Except for a few analog computers used in special applications, all electronic computers today are digital. Digital computers were first experimented with during the late 1930s and early 1940s. They use binary numbers to represent numbers and characters and to perform calculations. Binary numbers consist of 0’s and 1’s and are therefore best suited to be handled by electronic circuits. For example, 0’s can be represented by a negative current and 1’s by a positive current.

George Stibitz, a mathematician at Bell Labs, was the first prominent experimenter to use binary numbers in a calculating device, although his device was electromechanical, and not electronic. In 1937 Stibitz built at his home a very simple adding device that could add two binary numbers. Subsequently, he built simple binary multipliers and dividers. Together with Sam Williams of Bell Labs he developed the complex calculator (also known as the Bell Telephone Lab Computer Model 1, or BTL Model 1). The calculator, completed at the end of 1939, contained 400 telephone relays. A teletype machine was used for data input and output. Two departments at Bell Labs that had to perform intensive calculations were connected to the BTL Model 1 via two remote teletype machines that functioned as computer terminals. In 1940 Stibitz linked the computer via telegraph lines to a terminal at Dartmouth College in New Hampshire, where mathematicians at a congress could enter calculations and receive a result a minute later.

Subsequently, Bell Labs developed several other calculators, of which the BLT Model V, completed in 1946, contained 9000 relays and weighed 10 tons. Its performance, considered very good at the time, was inferior to a present-day pocket calculator from a discount store: Multiplication of two seven-digit numbers took 1 second and their division 2.2 seconds.

In Germany, independently, Konrad Zuse, after having built a binary-number-based mechanical computer called Z1 in his parents’ sitting room, also used telephone relays in a computer called Z2. Both were built during the period 1936–39. A friend, Helmuth Schreyer, had proposed the use of vacuum tubes for switching elements, but because of the war conditions, vacuum tubes were difficult to obtain and Zuse used relays instead. The Z3, also based on electromechanical relays, was completed in 1941; it became the first universal computer that was controlled by a program. The Z3 was unreliable, however, and in 1944 Zuse replaced it with the Z4. The first three Zuse computers were destroyed by bombing during World War II and the fourth was a casualty of the disorder at the end of the war.

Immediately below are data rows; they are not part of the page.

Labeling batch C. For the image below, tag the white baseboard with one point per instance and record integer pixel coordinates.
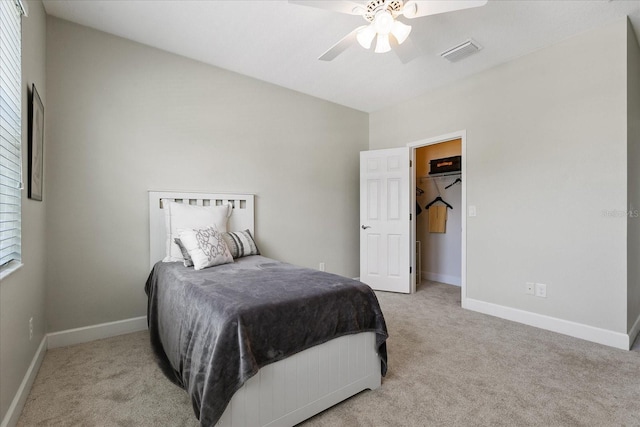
(96, 332)
(13, 414)
(566, 327)
(633, 333)
(442, 278)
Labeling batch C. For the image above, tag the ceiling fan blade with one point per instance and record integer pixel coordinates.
(406, 51)
(342, 6)
(341, 46)
(416, 9)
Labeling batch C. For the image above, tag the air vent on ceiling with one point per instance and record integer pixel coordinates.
(461, 51)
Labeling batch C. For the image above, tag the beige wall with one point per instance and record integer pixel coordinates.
(546, 155)
(633, 164)
(126, 118)
(22, 294)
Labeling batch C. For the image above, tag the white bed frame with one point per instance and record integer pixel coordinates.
(292, 390)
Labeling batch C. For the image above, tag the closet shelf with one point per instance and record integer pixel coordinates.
(439, 176)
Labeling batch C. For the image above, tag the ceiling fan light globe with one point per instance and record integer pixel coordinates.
(383, 23)
(400, 31)
(382, 44)
(365, 36)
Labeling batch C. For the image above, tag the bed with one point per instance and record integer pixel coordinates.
(241, 372)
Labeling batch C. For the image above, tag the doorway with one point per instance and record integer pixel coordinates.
(440, 245)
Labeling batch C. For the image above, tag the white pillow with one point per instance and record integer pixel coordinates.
(185, 216)
(206, 247)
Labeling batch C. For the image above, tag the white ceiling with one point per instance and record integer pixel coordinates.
(279, 42)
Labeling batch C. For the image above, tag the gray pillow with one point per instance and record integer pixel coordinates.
(240, 243)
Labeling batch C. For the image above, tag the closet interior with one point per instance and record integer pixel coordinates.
(439, 212)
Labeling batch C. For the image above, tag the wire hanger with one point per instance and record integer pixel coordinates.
(436, 200)
(458, 180)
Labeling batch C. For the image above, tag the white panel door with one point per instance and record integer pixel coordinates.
(385, 225)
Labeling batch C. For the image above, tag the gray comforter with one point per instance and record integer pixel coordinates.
(212, 330)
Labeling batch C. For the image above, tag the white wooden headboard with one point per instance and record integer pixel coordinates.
(242, 217)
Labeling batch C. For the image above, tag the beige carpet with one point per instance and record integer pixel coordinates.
(447, 366)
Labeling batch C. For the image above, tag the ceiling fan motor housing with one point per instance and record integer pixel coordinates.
(375, 6)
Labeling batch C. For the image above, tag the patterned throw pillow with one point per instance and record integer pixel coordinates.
(240, 243)
(185, 254)
(206, 247)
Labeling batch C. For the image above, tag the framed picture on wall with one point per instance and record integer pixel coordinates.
(36, 148)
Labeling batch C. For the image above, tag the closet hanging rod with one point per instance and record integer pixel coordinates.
(442, 175)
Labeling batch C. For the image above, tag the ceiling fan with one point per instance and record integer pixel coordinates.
(383, 24)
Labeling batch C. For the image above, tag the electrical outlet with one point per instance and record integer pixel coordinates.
(529, 288)
(541, 290)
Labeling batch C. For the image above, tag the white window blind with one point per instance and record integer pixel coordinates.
(10, 130)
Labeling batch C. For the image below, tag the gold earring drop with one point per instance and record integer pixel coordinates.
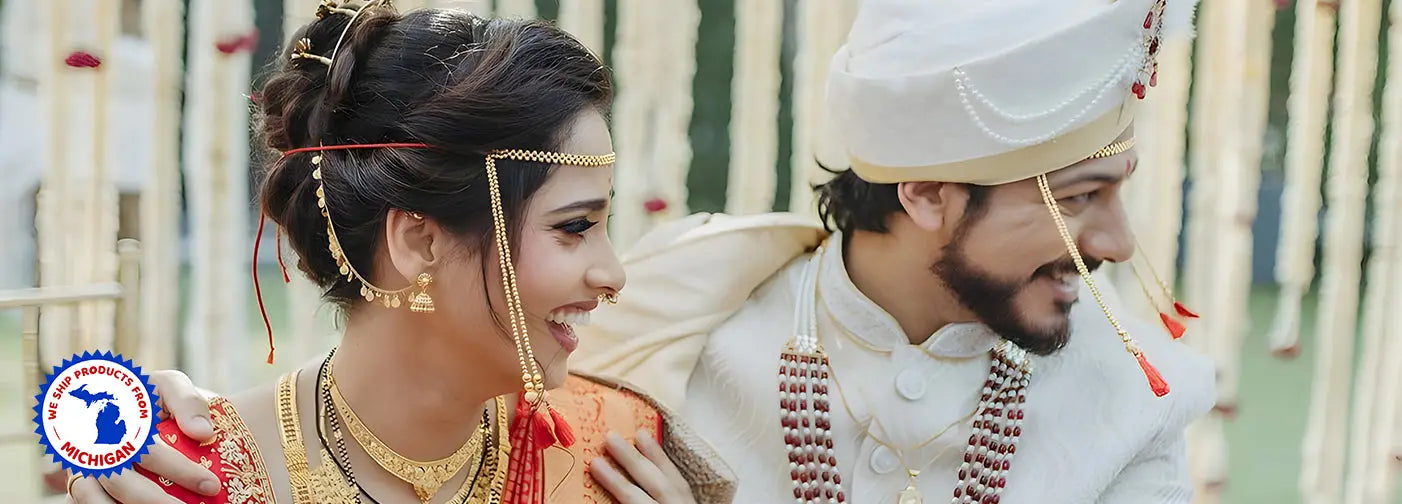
(421, 302)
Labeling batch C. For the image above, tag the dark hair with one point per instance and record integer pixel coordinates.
(456, 82)
(853, 204)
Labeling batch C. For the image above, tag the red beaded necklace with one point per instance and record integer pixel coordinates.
(806, 420)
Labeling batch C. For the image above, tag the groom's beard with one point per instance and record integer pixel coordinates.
(994, 301)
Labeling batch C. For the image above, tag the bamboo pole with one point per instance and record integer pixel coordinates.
(296, 13)
(164, 27)
(77, 200)
(585, 20)
(633, 80)
(1161, 132)
(1213, 72)
(1377, 405)
(516, 9)
(822, 28)
(49, 209)
(128, 337)
(655, 61)
(1308, 107)
(216, 169)
(1241, 150)
(1346, 188)
(754, 96)
(30, 364)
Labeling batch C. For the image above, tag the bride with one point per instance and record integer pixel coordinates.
(446, 181)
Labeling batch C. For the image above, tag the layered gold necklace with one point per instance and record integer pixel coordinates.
(426, 478)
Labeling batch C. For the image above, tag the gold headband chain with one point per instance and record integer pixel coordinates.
(530, 369)
(391, 298)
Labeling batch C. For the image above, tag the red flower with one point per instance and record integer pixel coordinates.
(237, 44)
(80, 59)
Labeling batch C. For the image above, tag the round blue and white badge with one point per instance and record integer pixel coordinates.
(96, 414)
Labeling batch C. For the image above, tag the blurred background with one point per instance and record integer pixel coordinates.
(1269, 183)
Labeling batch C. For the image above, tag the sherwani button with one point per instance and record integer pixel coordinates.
(883, 461)
(910, 385)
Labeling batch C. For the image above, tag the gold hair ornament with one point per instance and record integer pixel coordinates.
(351, 23)
(303, 51)
(390, 298)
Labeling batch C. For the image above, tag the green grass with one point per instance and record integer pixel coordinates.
(1263, 441)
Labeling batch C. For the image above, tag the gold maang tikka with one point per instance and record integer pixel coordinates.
(532, 376)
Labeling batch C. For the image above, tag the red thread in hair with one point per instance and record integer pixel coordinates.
(80, 59)
(352, 146)
(262, 216)
(282, 266)
(262, 309)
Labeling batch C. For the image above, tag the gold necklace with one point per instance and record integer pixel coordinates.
(426, 478)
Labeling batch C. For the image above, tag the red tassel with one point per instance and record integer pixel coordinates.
(526, 468)
(655, 205)
(540, 427)
(1174, 327)
(562, 431)
(1183, 310)
(1155, 381)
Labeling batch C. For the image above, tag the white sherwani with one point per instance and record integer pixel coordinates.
(710, 306)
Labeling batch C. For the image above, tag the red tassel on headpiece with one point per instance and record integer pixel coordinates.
(540, 428)
(1174, 327)
(526, 469)
(562, 431)
(1155, 381)
(1183, 310)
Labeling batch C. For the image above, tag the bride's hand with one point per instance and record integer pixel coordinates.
(651, 476)
(184, 402)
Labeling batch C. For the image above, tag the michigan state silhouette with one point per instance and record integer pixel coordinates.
(110, 426)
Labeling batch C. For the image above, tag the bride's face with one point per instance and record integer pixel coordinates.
(562, 259)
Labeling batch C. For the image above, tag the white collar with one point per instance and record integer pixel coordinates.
(864, 320)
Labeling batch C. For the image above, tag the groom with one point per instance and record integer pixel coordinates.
(949, 339)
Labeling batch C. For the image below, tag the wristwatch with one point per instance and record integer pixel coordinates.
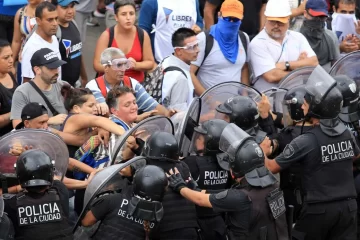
(287, 65)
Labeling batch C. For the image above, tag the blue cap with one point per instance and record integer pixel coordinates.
(65, 3)
(317, 8)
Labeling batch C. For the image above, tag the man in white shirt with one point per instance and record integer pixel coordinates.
(276, 51)
(177, 88)
(44, 37)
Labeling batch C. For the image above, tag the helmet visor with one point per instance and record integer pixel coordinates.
(231, 139)
(288, 121)
(319, 84)
(197, 143)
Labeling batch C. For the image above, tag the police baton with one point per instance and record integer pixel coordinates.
(289, 218)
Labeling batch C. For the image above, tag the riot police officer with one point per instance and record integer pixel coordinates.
(243, 112)
(179, 221)
(350, 116)
(350, 112)
(41, 210)
(132, 213)
(209, 174)
(6, 226)
(254, 205)
(326, 153)
(294, 124)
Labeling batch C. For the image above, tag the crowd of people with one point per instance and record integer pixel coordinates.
(177, 137)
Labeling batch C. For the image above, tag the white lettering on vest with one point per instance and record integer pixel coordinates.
(40, 213)
(124, 214)
(337, 151)
(216, 177)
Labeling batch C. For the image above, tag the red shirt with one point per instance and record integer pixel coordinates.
(135, 53)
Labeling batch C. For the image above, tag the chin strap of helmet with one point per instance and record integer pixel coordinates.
(4, 184)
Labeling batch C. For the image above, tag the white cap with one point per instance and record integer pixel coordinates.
(277, 9)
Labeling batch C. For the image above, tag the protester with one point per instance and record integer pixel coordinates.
(83, 15)
(44, 36)
(228, 55)
(45, 88)
(123, 109)
(323, 41)
(8, 85)
(70, 43)
(253, 21)
(130, 39)
(7, 16)
(177, 88)
(345, 25)
(272, 52)
(160, 19)
(115, 65)
(24, 22)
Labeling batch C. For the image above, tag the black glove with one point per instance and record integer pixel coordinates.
(193, 185)
(176, 182)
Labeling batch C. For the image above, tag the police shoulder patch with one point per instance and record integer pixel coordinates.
(221, 195)
(288, 151)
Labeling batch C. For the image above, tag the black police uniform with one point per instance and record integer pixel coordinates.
(290, 179)
(116, 222)
(328, 186)
(7, 231)
(40, 215)
(179, 221)
(248, 213)
(209, 176)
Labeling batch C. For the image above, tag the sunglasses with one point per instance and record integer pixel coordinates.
(191, 47)
(120, 64)
(231, 19)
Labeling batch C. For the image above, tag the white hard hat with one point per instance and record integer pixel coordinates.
(278, 9)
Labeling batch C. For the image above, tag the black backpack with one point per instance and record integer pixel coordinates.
(153, 81)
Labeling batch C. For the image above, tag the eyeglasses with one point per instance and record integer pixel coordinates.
(191, 47)
(347, 12)
(274, 23)
(120, 64)
(231, 19)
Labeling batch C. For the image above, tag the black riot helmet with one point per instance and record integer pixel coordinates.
(324, 99)
(211, 130)
(350, 111)
(149, 184)
(292, 104)
(248, 157)
(244, 153)
(328, 108)
(34, 168)
(241, 110)
(161, 145)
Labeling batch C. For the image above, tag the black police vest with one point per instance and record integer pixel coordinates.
(290, 178)
(327, 171)
(179, 212)
(268, 218)
(211, 177)
(120, 225)
(42, 218)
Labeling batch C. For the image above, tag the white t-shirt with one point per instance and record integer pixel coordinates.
(177, 89)
(34, 43)
(171, 16)
(216, 68)
(265, 52)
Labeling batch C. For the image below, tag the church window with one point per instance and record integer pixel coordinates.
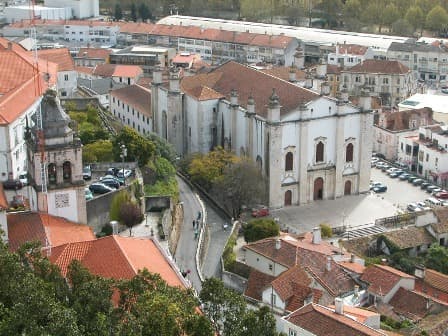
(52, 173)
(320, 152)
(67, 171)
(349, 153)
(289, 161)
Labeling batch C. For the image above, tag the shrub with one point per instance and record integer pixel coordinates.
(326, 230)
(260, 228)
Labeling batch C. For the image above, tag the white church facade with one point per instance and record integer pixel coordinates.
(310, 146)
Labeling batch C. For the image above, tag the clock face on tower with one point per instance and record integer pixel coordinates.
(61, 200)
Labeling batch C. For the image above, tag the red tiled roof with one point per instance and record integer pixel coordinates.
(246, 80)
(322, 321)
(49, 230)
(136, 96)
(117, 70)
(382, 278)
(94, 53)
(118, 258)
(256, 283)
(379, 66)
(410, 304)
(3, 202)
(60, 56)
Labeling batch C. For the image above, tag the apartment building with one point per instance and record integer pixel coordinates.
(391, 81)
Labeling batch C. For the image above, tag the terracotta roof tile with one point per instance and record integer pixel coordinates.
(136, 96)
(410, 304)
(244, 79)
(322, 321)
(379, 66)
(117, 70)
(100, 53)
(409, 237)
(52, 230)
(118, 258)
(61, 57)
(382, 279)
(256, 283)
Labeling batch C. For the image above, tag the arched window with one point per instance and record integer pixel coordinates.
(67, 171)
(288, 161)
(320, 152)
(349, 153)
(52, 173)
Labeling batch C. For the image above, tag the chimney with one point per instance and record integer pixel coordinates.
(356, 291)
(250, 105)
(317, 237)
(419, 271)
(234, 97)
(339, 306)
(274, 107)
(278, 244)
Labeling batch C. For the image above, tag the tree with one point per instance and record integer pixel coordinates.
(130, 215)
(261, 228)
(139, 148)
(415, 17)
(242, 183)
(437, 19)
(133, 12)
(118, 13)
(99, 151)
(437, 258)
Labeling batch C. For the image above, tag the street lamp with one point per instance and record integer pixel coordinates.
(124, 153)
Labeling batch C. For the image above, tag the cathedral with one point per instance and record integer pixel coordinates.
(309, 145)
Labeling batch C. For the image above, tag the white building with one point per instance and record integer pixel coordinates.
(81, 9)
(19, 13)
(19, 100)
(309, 146)
(348, 55)
(132, 106)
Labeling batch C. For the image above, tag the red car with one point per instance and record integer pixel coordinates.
(261, 212)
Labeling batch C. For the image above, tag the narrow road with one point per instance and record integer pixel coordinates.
(185, 255)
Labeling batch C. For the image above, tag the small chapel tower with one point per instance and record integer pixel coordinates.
(61, 151)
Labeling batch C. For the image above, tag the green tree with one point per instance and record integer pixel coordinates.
(133, 12)
(437, 19)
(437, 258)
(242, 183)
(261, 228)
(139, 148)
(99, 151)
(416, 18)
(118, 13)
(130, 214)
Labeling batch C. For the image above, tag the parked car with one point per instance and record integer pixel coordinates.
(100, 188)
(88, 193)
(23, 177)
(380, 188)
(12, 184)
(113, 183)
(418, 181)
(442, 195)
(118, 179)
(260, 212)
(87, 173)
(425, 185)
(404, 176)
(124, 173)
(412, 179)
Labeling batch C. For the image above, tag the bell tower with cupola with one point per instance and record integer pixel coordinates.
(57, 185)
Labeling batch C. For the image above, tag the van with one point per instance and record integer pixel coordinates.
(432, 202)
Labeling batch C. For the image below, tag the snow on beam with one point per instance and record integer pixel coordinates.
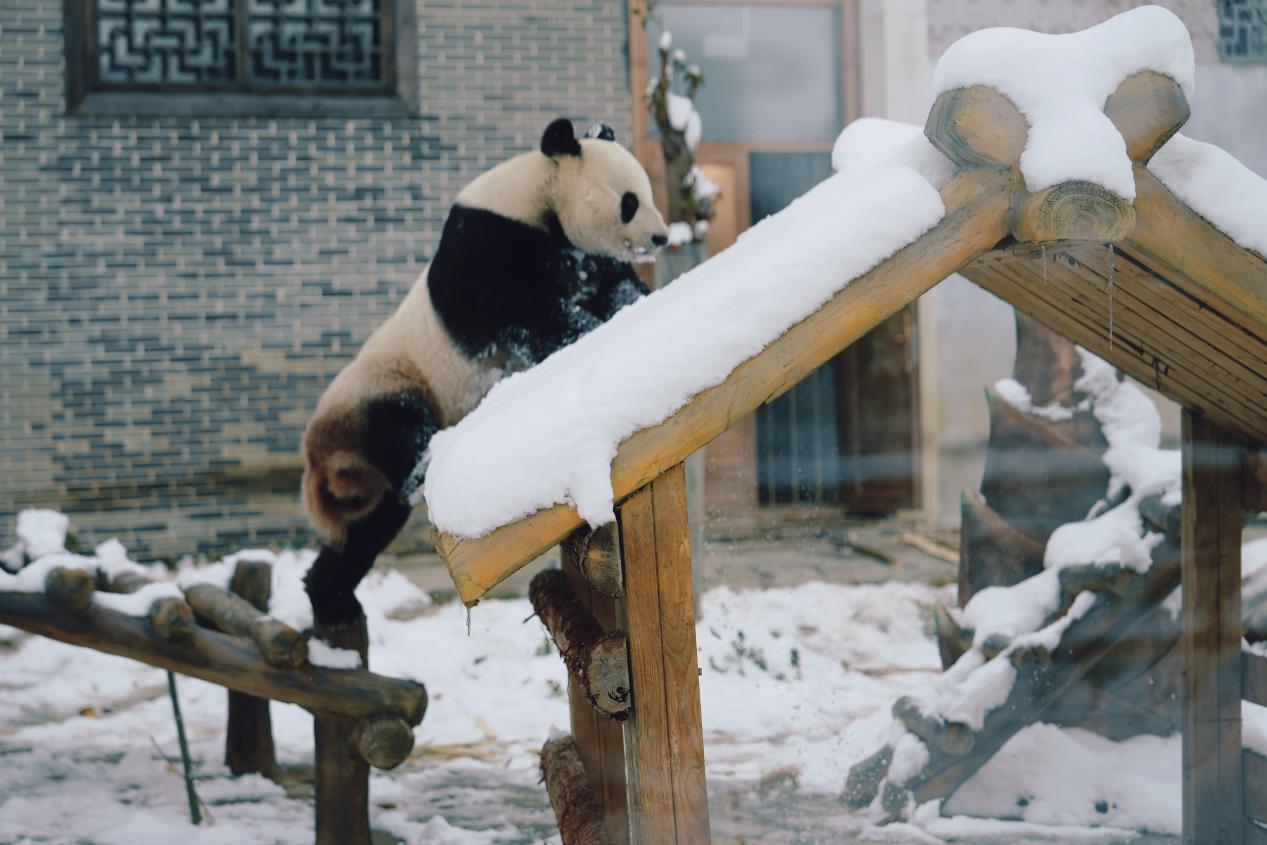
(977, 217)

Although many engineers at that time preferred electric relays because they were more reliable than vacuum tubes, it was the vacuum tube that emerged victoriously from the decade 1940–50, mainly because of the tremendous speed at which logic circuits equipped with vacuum tubes could perform calculations. The theoretical physicist John V. Atanasoff and his assistant Clifford Berry had already completed a prototype of the vacuumtube- based computer in 1942. In many aspects the Atanasoff- Berry computer (ABC) reflected the design of modern electronic computers. It was primarily developed to solve systems of linear equations, but fell victim to World War II, which called Atanasoff and Berry to other projects.

In England, during the war years, M.H.A. Newman, T.H. Flowers, and Alan Turing and coworkers also developed a series of vacuum-tube computers. The overall name for these computers of 1940–44 was Colossus. Colossus was used for deciphering German messages that had been encoded using Enigma machines.